Entreprise

Je suis fière de ce qu’on a réalisé avec l’équipe de Fairtrade Belgium" , résume Lily Deforce, CEO de Fairtrade Belgium (ex-Max Havelaar Belgique). Fière des résultats de l’année 2015 qui sont publiés ce mardi, mais surtout fière du chemin parcouru depuis plus de huit ans à la tête de l’ONG qui vise à apposer son label sur des produits issus du commerce équitable. En effet, c’est également aujourd’hui que Lily Deforce annonce son départ de l’organisation. Elle va céder la barre en juin prochain à un successeur issu du monde de l’entreprise. Son nom n’est pas encore divulgué.

En attendant, l’heure du bilan a sonné pour Lily Deforce qui a débarqué chez Max Havelaar en janvier 2008. Avec la crise qui débutait. Et pourtant… En huit ans, les chiffres ont bien progressé. Ainsi, en 2007, 24 % des ménages belges achetaient des produits équitables. L’an dernier, le taux de pénétration s’est élevé à 53 %, en hausse de 2,7 % par rapport à 2014. Il faut dire que, dans le même temps, le nombre de détenteurs de la licence (comme Delhaize ou Café Liégeois par exemple) a grimpé de 39 à 95. "Aldi vend des bananes labellisées Fairtrade depuis deux mois , indique Lily Deforce . Aujourd’hui, les bananes et le café se retrouvent dans les rayons de toute la grande distribution." Sachant que la banane est le produit labellisé Fairtrade le plus vendu en Belgique.

Deux fois plus de bananes

Quant au chiffre d’affaires global issu de la vente des produits Fairtrade, il est passé de 52 millions en 2007 à 115 millions (pour près de 15 000 t de produits vendus), en progression de plus de 10 % par rapport à 2014. Lily Deforce explique cette augmentation notamment par le fait que de nouveaux produits, plus chers, apparaissent sur le marché, comme les capsules de café. La patronne souligne que si le chiffre d’affaires a doublé en huit ans, le nombre de collaborateurs, lui, est resté à 14.

Enfin, le volume des bananes vendues a doublé en huit ans, pour atteindre 8 000 t. Celui du sucre a triplé, le cacao a enregistré une croissance de 68 % (438 t) et le café, de 41 % (829).

Certes, les parts de marché des produits équitables sont beaucoup plus élevées au Royaume-Uni, en Suisse ou en Suède, mais "on est vraiment prêt pour la croissance en Belgique et avec le nouveau modèle qui permet de travailler avec des ingrédients équitables tout autant qu’avec le produit complet, on pourrait, dans les cinq ans qui viennent, voir des marques verser à 100 % dans l’équitable" .

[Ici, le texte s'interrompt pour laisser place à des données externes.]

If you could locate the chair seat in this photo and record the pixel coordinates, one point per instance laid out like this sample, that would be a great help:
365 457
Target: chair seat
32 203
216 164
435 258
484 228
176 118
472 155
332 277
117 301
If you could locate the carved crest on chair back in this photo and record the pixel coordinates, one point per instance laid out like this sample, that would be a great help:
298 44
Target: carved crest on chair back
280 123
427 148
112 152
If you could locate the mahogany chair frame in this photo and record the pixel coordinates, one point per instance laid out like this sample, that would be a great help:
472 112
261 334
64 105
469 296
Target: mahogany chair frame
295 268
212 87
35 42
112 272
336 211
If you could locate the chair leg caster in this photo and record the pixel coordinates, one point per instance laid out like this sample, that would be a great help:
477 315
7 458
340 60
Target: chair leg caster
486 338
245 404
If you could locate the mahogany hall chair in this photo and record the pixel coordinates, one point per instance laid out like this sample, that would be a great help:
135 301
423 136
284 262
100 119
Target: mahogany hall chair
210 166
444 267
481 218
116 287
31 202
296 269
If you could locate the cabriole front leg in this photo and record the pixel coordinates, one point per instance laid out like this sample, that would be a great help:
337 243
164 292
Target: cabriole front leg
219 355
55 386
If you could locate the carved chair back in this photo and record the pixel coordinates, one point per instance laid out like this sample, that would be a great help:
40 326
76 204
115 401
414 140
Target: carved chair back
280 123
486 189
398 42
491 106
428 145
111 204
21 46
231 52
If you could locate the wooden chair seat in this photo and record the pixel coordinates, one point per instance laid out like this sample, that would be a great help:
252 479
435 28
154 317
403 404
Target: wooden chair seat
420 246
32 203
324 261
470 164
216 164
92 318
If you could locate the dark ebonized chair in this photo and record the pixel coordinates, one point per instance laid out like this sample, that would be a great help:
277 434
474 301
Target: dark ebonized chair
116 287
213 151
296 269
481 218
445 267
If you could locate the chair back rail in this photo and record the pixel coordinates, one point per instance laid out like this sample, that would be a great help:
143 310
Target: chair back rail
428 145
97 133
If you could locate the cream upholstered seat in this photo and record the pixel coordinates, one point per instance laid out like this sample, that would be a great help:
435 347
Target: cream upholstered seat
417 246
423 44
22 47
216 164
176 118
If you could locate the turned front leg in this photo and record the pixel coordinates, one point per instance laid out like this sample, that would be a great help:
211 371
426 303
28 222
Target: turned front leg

"Le durable, tendance de fond"

De façon plus générale, la patronne est "très optimiste" en voyant que "l’intérêt pour le durable est en croissance, certainement au niveau de la nourriture. C’est une tendance de fond, qui touche aussi les jeunes" . En outre, elle se réjouit de l’existence du cadre des Sustainable Development Goals (SDG), les Objectifs de développement durable des Nations unies pour 2015-2030. Au nombre de 17, dont le non à la pauvreté et à la faim dans le monde; mais aussi un travail décent en même temps qu’une croissance économique; la réduction des inégalités; des consommation et production responsables ou la promotion de partenariats pour atteindre ces objectifs. "C’est le cadre dans lequel nous travaillons depuis des années , s’enthousiasme-t-elle . C’est la première fois qu’un cadre international cible les mêmes indicateurs. C’est une confirmation pour nous. Et on voit que les entreprises sont à la recherche de partenaires pour réaliser des objectifs ensemble et quantifier leur contribution. Fairtrade représente un modèle d’action très concret."

Où va travailler Lily Deforce après Fairtrade Belgium ? Elle ne le sait pas encore. Le parcours de cette ingénieure agronome de formation, titulaire d’un doctorat en biologie moléculaire effectué aux Etats-Unis et au Japon, l’a menée d’une multinationale (Procter & Gamble), à une ONG (Vredeseilanden, organisation sœur des Iles de Paix), une PME (une entreprise de semences quelle dirigea pendant un an) et à Fairtrade Belgium, "une ONG qui fait le pont entre les entreprises, grandes et petites" . Va-t-elle rester dans le domaine des ONG ou revenir au monde de l’entreprise, elle doit encore le décider. Une chose est sûre : "Mon prochain pas sera dans le durable."